SpotsOfTime

By SpotsOfTime

Ullswater daffodils (Narcissus pseudonarcissus)

Took the old girl out down Ullswater to recharge the batteries after work ...

Call me sad but its the 212th anniversary of the day that William and Dorothy Wordsworth saw the famous daffodils at Ullswater. Interestingly this year they are spot on cue and the weather today was similar with strong winds - the daffs can come out up to a month earlier in our times of global warming. I'll save you all from repeating the poem and save myself from any re-traumatising but will mention the lines that everyone forgets that are the point of the poem,

'They flash upon that inward eye
That is the bliss of solitude'

... and hopefully pull the poem out of its rote learning image to point out its not about daffodils but memory and the power of visual imagery, in this case its restorative value (but of course in other, less happy circumstances it can be the power it has in its traumatic impact).

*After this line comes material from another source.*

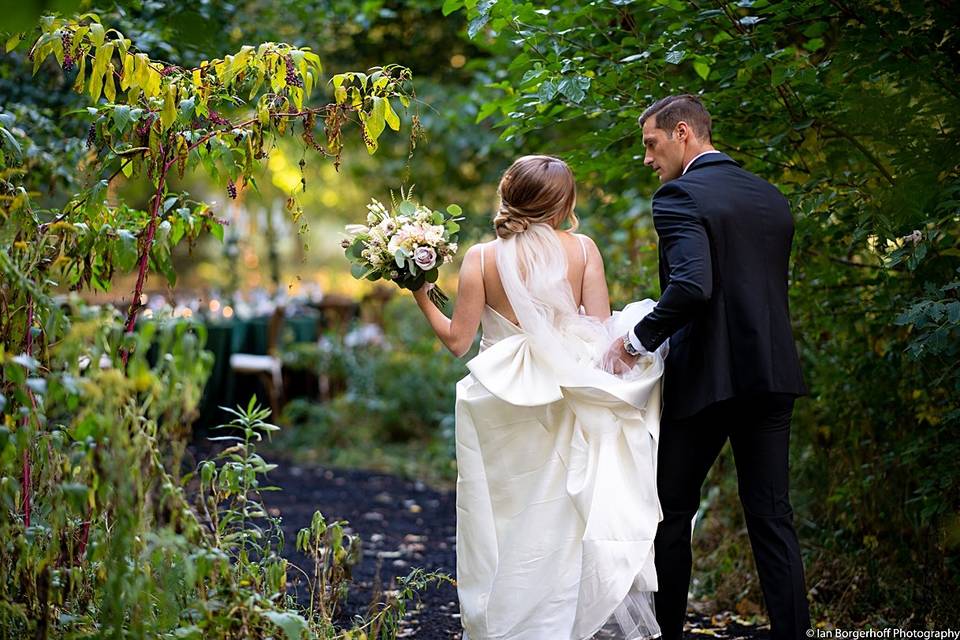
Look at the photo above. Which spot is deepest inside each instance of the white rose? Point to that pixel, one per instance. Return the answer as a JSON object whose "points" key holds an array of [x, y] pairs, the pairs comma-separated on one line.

The wind was furious... the Lake was rough... When we were in the woods beyond Gowbarrow park we saw a few daffodils close to the water side, we fancied that the lake had floated the seeds ashore & that the little colony had so sprung up -- But as we went along there were more & yet more & at last under the boughs of the trees, we saw that there was a long belt of them along the shore, about the breadth of a country turnpike road. I never saw daffodils so beautiful they grew among the mossy stones about & about them, some rested their heads upon these stones as on a pillow for weariness & the rest tossed & reeled & danced & seemed as if they verily laughed with the wind that blew upon them over the Lake, they looked so gay ever glancing ever changing. This wind blew directly over the lake to them. There was here & there a little knot & a few stragglers a few yards higher up but they were so few as not to disturb the simplicity & unity & life of that one busy highway... -- Rain came on, we were wet.